Quoi qu'il en soit, ces remarques suffisent pour nous assurer que les déclarations de Sirice et des conciles africains sur l'apostolicité de la continence parfaite des clercs non seulement ne sont pas en contradiction avec l'Ecriture, mais peuvent y trouver un fondement solide. Les objections faites du temps de Sirice à la loi sur la continence étaient tirées, comme on vient de le voir, soit du Lévitique soit des épîtres pauliniennes à Timothée et à Tite. Et pour répondre à ces objections Sirice s'est limité à l'exégèse de ces textes. Il n'est point besoin d'ajouter que les autres passages du Nouveau Testament, fréquemment cités aujourd'hui, sur la virginité ou la continence volontaires pour le Royaume des deux (Mt 19, 10-12 ; 1 Co 7, 29-31 ; 32-36), ou encore sur le renoncement nécessaire pour marcher à la suite du Christ (Lc 14, 26 ; 18; 29), ne sont pas non plus en contradiction avec les affirmations de Sirice et des législateurs qui, à partir du 4ème siècle, réclament du clergé la continence parfaite. Elles peuvent même servir à les corroborer (74).
III- CONCLUSION DE L'ETUDE HISTORIQUE
L'ensemble des conditions se trouvent donc réunies, semble-t-il, pour pouvoir affirmer raisonnablement que la discipline de la continence parfaite pour les membres supérieurs du clergé était, au 4ème siècle, « gardée par toute l'Eglise » et avait « toujours été maintenue. » Le principe augustinien permettant de reconnaître si une tradition est vraiment d'origine apostolique trouve ici une application adéquate et justifiée. L'analyse des documents et la synthèse historique que nous venons de faire le démontrent, je pense, avec toute la certitude possible.
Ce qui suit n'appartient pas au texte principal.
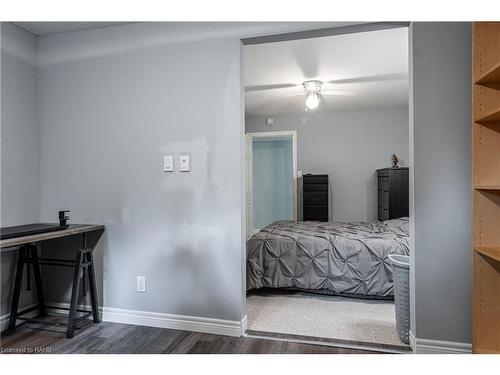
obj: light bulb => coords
[306,92,319,109]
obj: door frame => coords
[245,130,298,238]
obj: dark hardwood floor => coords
[0,322,376,354]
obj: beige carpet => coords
[247,292,405,346]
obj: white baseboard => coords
[0,302,247,337]
[103,307,247,337]
[410,331,472,354]
[0,303,36,332]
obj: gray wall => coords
[245,108,408,225]
[0,22,40,315]
[410,23,472,343]
[39,28,243,320]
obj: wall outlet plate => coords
[136,276,146,293]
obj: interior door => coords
[245,134,253,239]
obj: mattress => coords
[247,217,409,298]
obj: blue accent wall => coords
[253,137,293,229]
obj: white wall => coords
[0,22,40,315]
[245,108,409,225]
[410,23,472,343]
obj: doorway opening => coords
[245,131,297,239]
[243,25,410,351]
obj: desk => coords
[0,224,104,338]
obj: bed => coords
[247,217,409,298]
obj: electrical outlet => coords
[137,276,146,293]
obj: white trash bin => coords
[389,254,410,344]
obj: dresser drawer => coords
[302,184,328,191]
[302,191,328,206]
[302,174,328,185]
[303,206,328,221]
[378,207,389,221]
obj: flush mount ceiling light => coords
[302,80,323,111]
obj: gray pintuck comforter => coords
[247,218,409,297]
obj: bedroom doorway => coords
[245,131,297,239]
[243,25,411,352]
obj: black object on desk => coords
[0,224,104,338]
[0,211,70,240]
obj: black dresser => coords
[302,174,328,221]
[377,168,409,220]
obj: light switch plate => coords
[136,276,146,293]
[163,155,174,172]
[180,155,190,172]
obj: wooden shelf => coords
[472,22,500,353]
[476,62,500,85]
[474,246,500,262]
[474,185,500,191]
[476,106,500,124]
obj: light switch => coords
[163,155,174,172]
[180,155,190,172]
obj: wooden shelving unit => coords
[472,22,500,353]
[476,63,500,85]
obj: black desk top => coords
[0,224,104,249]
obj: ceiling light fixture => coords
[306,92,319,109]
[302,80,323,111]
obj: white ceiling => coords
[244,28,408,116]
[12,22,134,36]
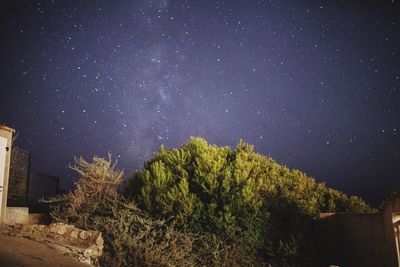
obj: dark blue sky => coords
[0,0,400,204]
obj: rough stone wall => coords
[7,146,30,206]
[317,213,397,267]
[20,223,104,265]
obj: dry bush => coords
[45,157,193,267]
Précisons encore seulement qu'il s'agit d'une tradition non écrite. Sa force ne tient pas à une expression canonique (il n'y en aura pas, à notre connaissance, avant le 4ème siècle), mais à l'autorité dont jouissaient dans l'Eglise primitive les traditions de vive voix reçues des Apôtres. On aurait tort de la concevoir comme une loi ; on doit plutôt parler d'un germe. Mais il n'est pas nécessaire de supposer de longs délais pour que ce germe fasse sentir ses effets dans l'organisation ecclésiastique. En fait, c'est toute l'Eglise qui, aux temps apostoliques, est encore à l'état de « grain de sénevé » ; la tradition relative à la continence parfaite des clercs s'est développée et explicitée au rythme de la croissance de l'Eglise, sous l'action de l'Esprit-Saint, car elle était déjà tout entière dans l'exemple et l'enseignement des Apôtres lorsque ceux-ci commencèrent à fonder les premières communautés chrétiennes.
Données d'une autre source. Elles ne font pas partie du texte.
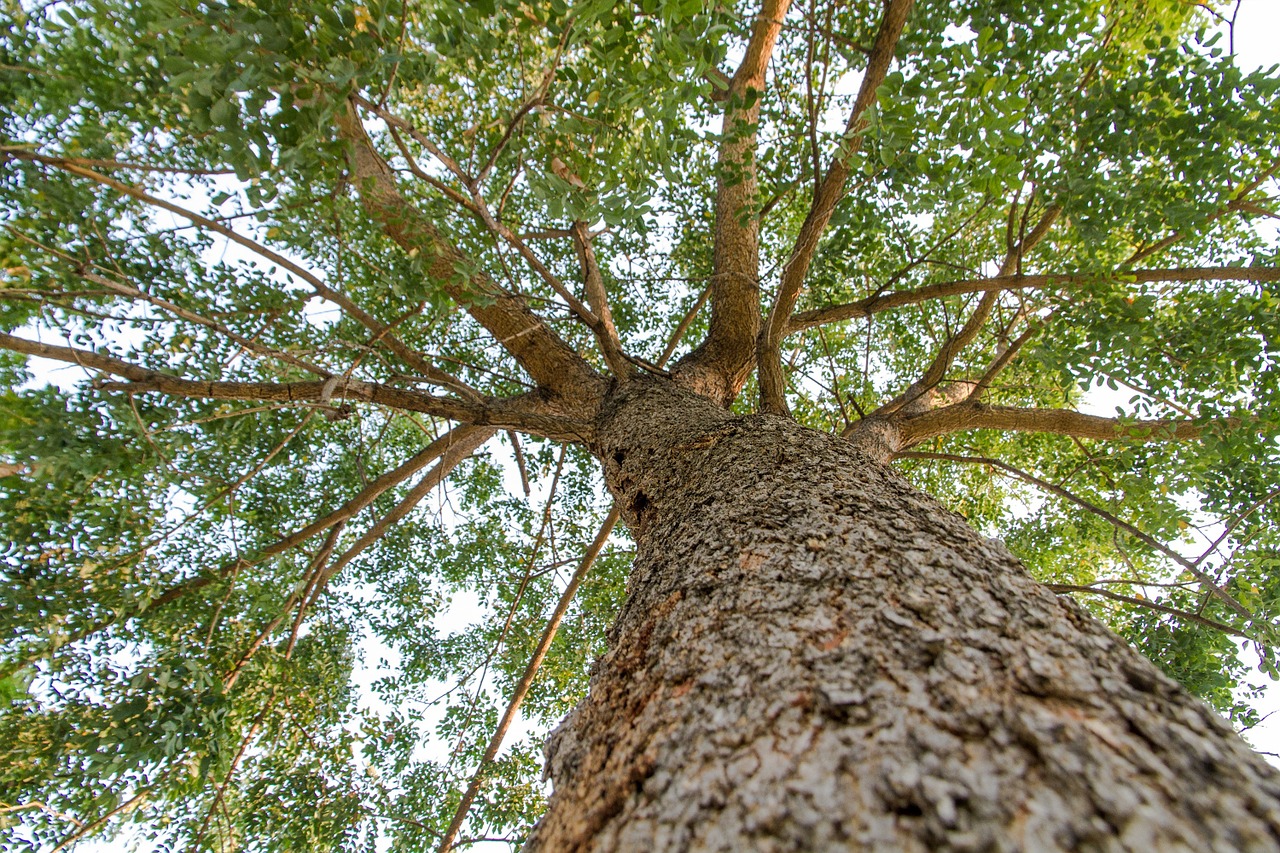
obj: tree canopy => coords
[0,0,1280,850]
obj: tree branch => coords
[787,266,1280,334]
[872,199,1062,414]
[439,505,621,853]
[756,0,913,415]
[10,152,465,387]
[573,222,632,379]
[893,451,1253,622]
[675,0,791,403]
[338,104,600,398]
[0,333,588,441]
[897,402,1242,447]
[1044,584,1253,640]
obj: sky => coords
[27,0,1280,853]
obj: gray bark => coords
[529,380,1280,853]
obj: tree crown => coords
[0,0,1280,849]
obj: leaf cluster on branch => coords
[0,0,1280,850]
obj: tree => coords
[0,0,1280,850]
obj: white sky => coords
[41,0,1280,853]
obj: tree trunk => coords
[529,380,1280,853]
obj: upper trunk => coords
[530,380,1280,852]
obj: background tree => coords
[0,0,1280,849]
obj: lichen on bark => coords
[527,380,1280,852]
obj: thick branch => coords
[897,402,1240,447]
[338,105,599,398]
[0,333,586,441]
[756,0,913,415]
[676,0,791,403]
[787,266,1280,334]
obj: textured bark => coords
[529,380,1280,853]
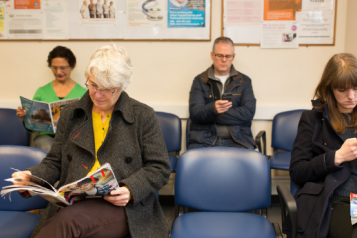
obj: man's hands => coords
[16,107,26,120]
[214,100,232,114]
[335,138,357,165]
[104,187,130,207]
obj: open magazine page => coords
[50,98,79,133]
[58,163,119,204]
[1,163,119,207]
[20,96,54,132]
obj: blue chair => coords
[171,148,276,238]
[269,110,304,170]
[186,118,266,155]
[0,108,30,146]
[156,112,182,173]
[0,145,48,238]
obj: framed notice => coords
[221,0,337,48]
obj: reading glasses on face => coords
[51,66,69,71]
[84,79,118,96]
[213,53,234,60]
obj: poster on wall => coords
[0,0,211,40]
[5,0,44,39]
[260,21,299,48]
[222,0,337,45]
[42,0,68,39]
[167,0,205,27]
[264,0,302,21]
[126,0,167,27]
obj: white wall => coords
[0,0,350,155]
[345,0,357,55]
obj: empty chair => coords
[0,145,48,238]
[269,110,304,170]
[171,147,276,238]
[0,108,30,146]
[186,118,266,154]
[156,112,182,173]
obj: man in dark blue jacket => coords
[188,37,256,149]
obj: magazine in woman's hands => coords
[1,163,119,207]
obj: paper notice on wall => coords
[223,0,263,44]
[126,0,167,27]
[297,11,335,44]
[224,0,263,26]
[6,10,43,39]
[260,21,299,48]
[42,0,68,39]
[302,0,335,11]
[264,0,302,21]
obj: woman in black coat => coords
[13,44,170,238]
[290,53,357,238]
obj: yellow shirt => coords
[88,111,112,174]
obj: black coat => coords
[284,101,351,238]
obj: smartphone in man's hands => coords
[222,93,233,102]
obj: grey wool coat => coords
[28,91,170,238]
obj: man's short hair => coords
[212,36,234,53]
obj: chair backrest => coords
[186,118,191,150]
[156,112,182,152]
[0,145,48,211]
[271,110,305,151]
[290,180,299,196]
[0,108,30,146]
[175,147,271,212]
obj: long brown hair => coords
[314,53,357,133]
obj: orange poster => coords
[14,0,41,9]
[264,0,302,21]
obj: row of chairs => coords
[0,109,303,172]
[0,109,303,237]
[0,146,280,238]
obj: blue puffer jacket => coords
[188,65,256,149]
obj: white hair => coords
[84,44,134,91]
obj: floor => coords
[159,170,290,238]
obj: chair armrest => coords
[276,185,297,238]
[255,131,267,155]
[272,222,283,238]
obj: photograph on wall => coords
[167,0,205,27]
[78,0,117,25]
[260,21,299,48]
[126,0,167,27]
[264,0,302,21]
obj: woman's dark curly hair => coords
[47,46,77,69]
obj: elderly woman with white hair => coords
[13,44,170,238]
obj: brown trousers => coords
[36,198,130,238]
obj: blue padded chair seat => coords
[170,212,276,238]
[269,151,291,170]
[0,211,41,238]
[169,154,177,173]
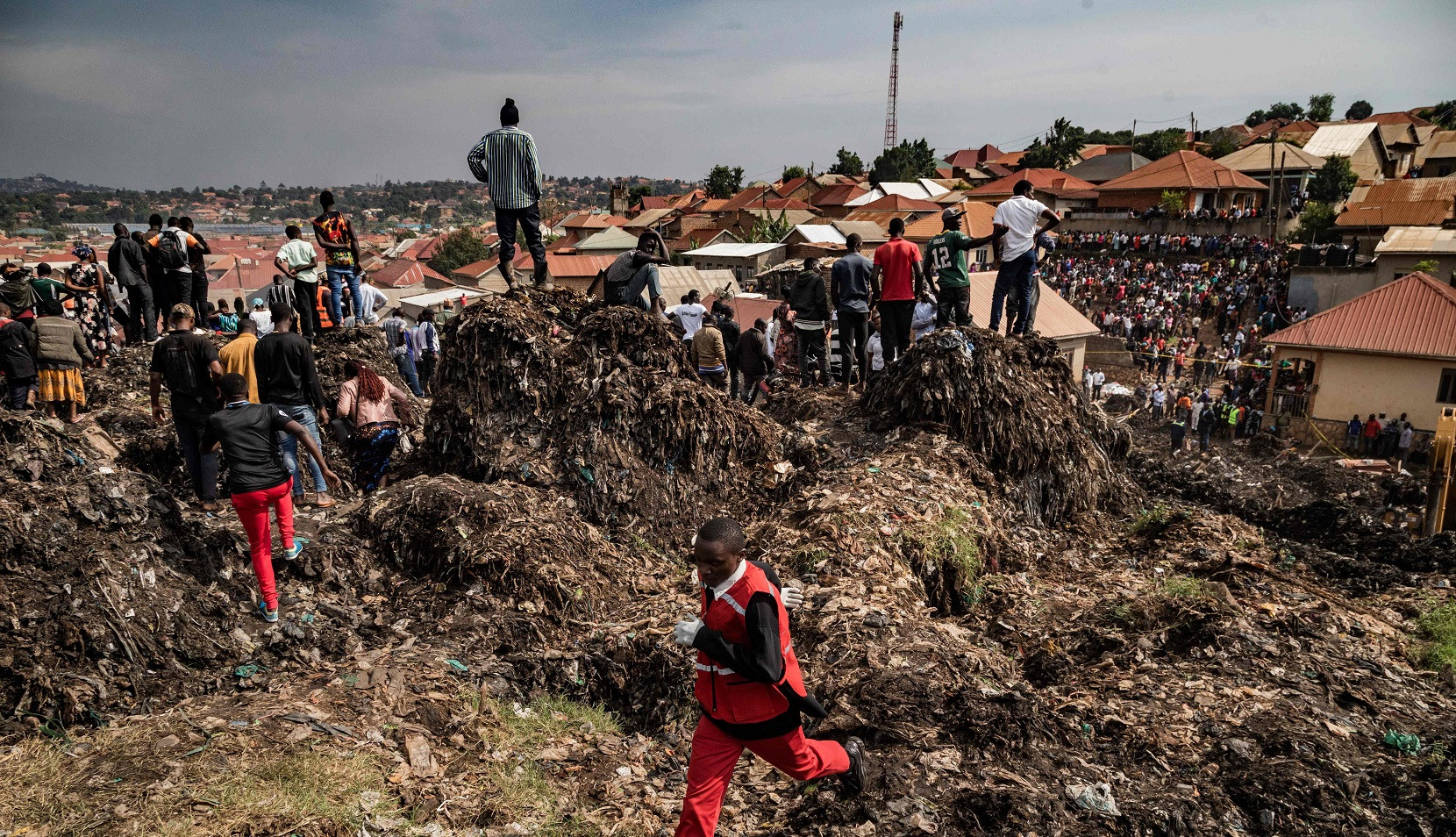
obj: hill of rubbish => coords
[0,298,1456,835]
« Ut quod apostoli docuerunt, et ipsa servavit antiquitas, nos quoque custodiamus » « Ce que les Apôtres ont enseigné, et ce que l'antiquité elle-même a observé, faisons en sorte, nous aussi, de le garder ». L'affirmation des Pères de Carthage reste pour nous, comme pour les Pères du 4ème siècle, un témoin sûr des origines du célibat sacerdotal.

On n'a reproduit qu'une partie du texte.